Data Science Group Talk -- Neural Nets Demystified
Portia Burton asked me to speak about Neural Nets at the next Data Science Group meetup. So here’s the abstract…
Neural Nets Demystified
I’ve used neural nets to solve 4 problems recently and I’ll share lessons learned from each of them and try to reveal them for what they are… a blunt, broad tool for any problem that just won’t yield to more targeted data analysis tools.
I’ve used neural nets to…
- predict building energy consumption (e.g. to turn on Tesla battery packs at the right time)
- predict the weather in Portland, so your thermostat can tell when to pack an umbrella
- sentence segmentation (Kyle Gorman’s DetectorMorse)

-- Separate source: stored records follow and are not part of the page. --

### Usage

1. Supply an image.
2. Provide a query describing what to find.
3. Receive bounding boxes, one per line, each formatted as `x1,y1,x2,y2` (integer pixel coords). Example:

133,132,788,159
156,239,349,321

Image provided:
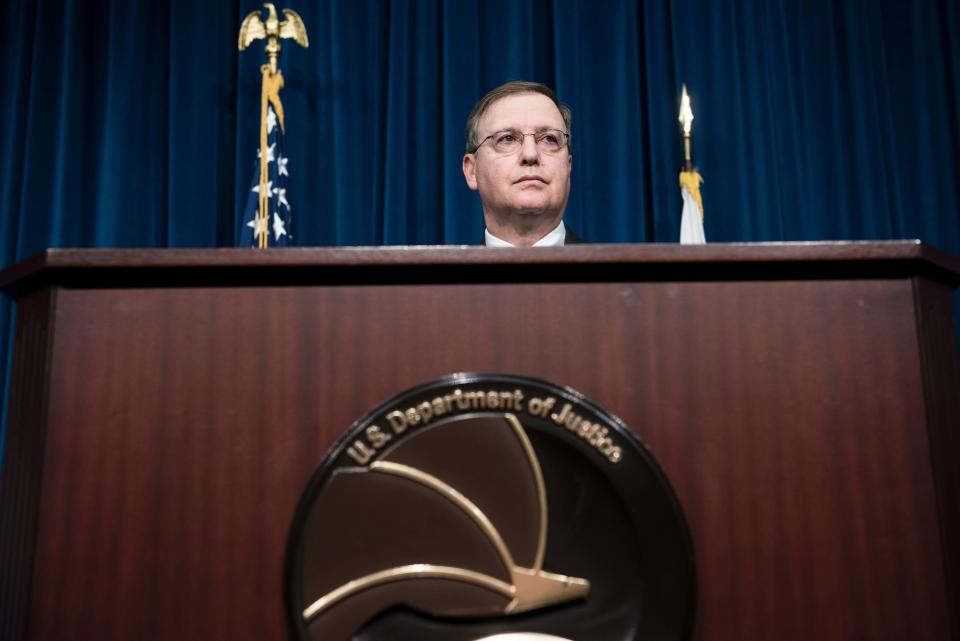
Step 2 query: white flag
680,171,707,245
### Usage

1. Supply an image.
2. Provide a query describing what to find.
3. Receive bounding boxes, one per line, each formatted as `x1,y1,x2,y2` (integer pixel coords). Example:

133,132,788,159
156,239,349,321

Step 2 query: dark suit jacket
480,223,583,245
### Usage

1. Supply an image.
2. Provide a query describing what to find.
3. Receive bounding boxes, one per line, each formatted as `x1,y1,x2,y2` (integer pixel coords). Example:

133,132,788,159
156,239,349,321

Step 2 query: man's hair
466,80,573,154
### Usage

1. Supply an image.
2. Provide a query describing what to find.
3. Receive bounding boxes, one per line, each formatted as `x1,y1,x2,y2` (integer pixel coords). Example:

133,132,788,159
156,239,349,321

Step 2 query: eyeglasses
473,129,570,154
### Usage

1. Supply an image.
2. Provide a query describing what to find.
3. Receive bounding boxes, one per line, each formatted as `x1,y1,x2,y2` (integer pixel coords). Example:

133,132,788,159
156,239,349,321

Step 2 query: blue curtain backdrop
0,0,960,462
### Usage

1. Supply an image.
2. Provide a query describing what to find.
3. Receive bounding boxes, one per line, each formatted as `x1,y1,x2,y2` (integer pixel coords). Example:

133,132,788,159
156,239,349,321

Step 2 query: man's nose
520,136,540,165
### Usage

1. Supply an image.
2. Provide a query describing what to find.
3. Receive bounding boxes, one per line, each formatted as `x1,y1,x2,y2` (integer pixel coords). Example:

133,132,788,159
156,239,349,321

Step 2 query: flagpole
679,85,706,245
237,2,309,249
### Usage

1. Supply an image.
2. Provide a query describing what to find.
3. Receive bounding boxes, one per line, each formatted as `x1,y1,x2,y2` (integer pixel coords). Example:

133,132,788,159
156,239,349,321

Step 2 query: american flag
237,105,293,247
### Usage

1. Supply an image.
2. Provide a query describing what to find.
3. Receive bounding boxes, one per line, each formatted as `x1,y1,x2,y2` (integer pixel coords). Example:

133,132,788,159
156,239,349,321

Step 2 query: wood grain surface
0,244,958,641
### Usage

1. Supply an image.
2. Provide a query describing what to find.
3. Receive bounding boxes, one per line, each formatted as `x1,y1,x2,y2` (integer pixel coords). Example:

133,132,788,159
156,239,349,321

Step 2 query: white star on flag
273,187,290,209
267,107,277,136
273,214,287,240
250,180,276,198
257,143,277,162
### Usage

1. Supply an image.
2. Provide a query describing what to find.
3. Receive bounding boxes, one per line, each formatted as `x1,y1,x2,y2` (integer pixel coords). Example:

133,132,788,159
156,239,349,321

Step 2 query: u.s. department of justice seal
286,374,695,641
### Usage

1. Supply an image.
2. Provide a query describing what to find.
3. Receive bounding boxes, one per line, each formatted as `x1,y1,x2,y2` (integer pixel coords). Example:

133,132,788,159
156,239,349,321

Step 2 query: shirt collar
483,221,567,247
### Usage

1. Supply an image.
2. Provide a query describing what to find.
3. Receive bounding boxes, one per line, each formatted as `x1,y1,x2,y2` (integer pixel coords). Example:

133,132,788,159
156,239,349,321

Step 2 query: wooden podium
0,242,960,641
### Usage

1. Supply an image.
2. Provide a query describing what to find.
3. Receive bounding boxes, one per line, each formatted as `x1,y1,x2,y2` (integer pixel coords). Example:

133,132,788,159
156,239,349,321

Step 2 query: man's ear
463,154,477,191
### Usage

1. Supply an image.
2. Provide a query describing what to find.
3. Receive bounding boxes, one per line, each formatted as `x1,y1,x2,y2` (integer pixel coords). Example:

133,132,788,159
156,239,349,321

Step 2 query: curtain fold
0,0,960,460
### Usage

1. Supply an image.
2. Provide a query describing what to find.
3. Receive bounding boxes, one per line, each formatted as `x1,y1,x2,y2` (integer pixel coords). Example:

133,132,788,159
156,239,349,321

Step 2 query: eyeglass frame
470,127,570,156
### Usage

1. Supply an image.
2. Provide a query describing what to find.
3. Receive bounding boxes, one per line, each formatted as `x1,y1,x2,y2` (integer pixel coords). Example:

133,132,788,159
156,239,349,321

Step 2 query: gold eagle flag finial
237,2,310,73
237,2,310,249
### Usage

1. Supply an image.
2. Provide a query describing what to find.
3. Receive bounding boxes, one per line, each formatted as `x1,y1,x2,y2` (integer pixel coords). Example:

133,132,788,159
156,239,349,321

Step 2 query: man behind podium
463,81,581,247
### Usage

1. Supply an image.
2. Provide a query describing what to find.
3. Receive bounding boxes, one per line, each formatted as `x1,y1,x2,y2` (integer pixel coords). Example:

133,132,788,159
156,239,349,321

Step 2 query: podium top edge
0,240,960,298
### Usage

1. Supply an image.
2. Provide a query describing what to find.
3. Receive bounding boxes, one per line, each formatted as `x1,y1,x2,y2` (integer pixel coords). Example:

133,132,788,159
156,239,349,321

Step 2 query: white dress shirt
483,220,567,247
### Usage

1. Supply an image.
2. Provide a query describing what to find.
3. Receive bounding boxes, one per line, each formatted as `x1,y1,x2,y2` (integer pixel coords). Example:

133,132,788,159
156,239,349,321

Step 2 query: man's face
463,93,573,222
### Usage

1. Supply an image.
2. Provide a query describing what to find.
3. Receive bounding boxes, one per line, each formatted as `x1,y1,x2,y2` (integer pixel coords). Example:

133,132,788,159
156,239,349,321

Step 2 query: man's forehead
480,93,564,132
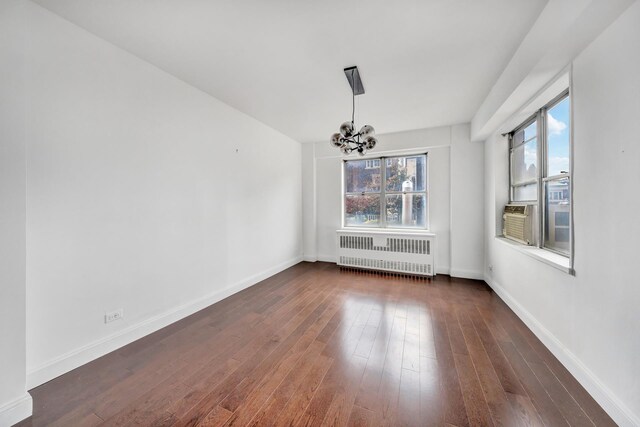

- predict product classifications like electronics vs clothing based on feature counts… looks like bags-of-words to me
And neural nets have been applied recently in fields where they’ve not been considered before
- George Dahl surpassed existing speech recognition technology by inserting a deep net into the Microsoft Bing speech-processing pipeline to replace Gaussian Mixture Models
- Google’s $400M purchase of Deep Mind whose main demonstration was an video game playing neural net
So I’ll discuss all these examples and explain the similarities between the neural network structures (topologies) that solved these problems and comparable models used in the past for these problems (linear regressions and naive Bayes classifiers). In the end, the “forward” model is usually a bunch of weighted terms summed together and then transformed with some nonlinear function before being passed along as new features to another layer of transformation and summing. And it has been proven that a 3-layer neural net with a nonlinear activation function is capable of modeling any nonlinear function, given enough nodes or neurons. The only question is whether you can wait around for it to find its way out of all the local minima that exist in such a nonlinear manifold (multi-dimensional surface).
I’ll show some color maps of the neuron connection weights as they evolve during back propagation for a simple problem where they values make intuitive sense (sentence segmentation). And then I’ll show what the more inscrutable weight matrices look like for a complicated problem like weather prediction. Finally I share some techniques for structuring and pruning neural nets to match the structure of the problem to improve their solution accuracy and training speed.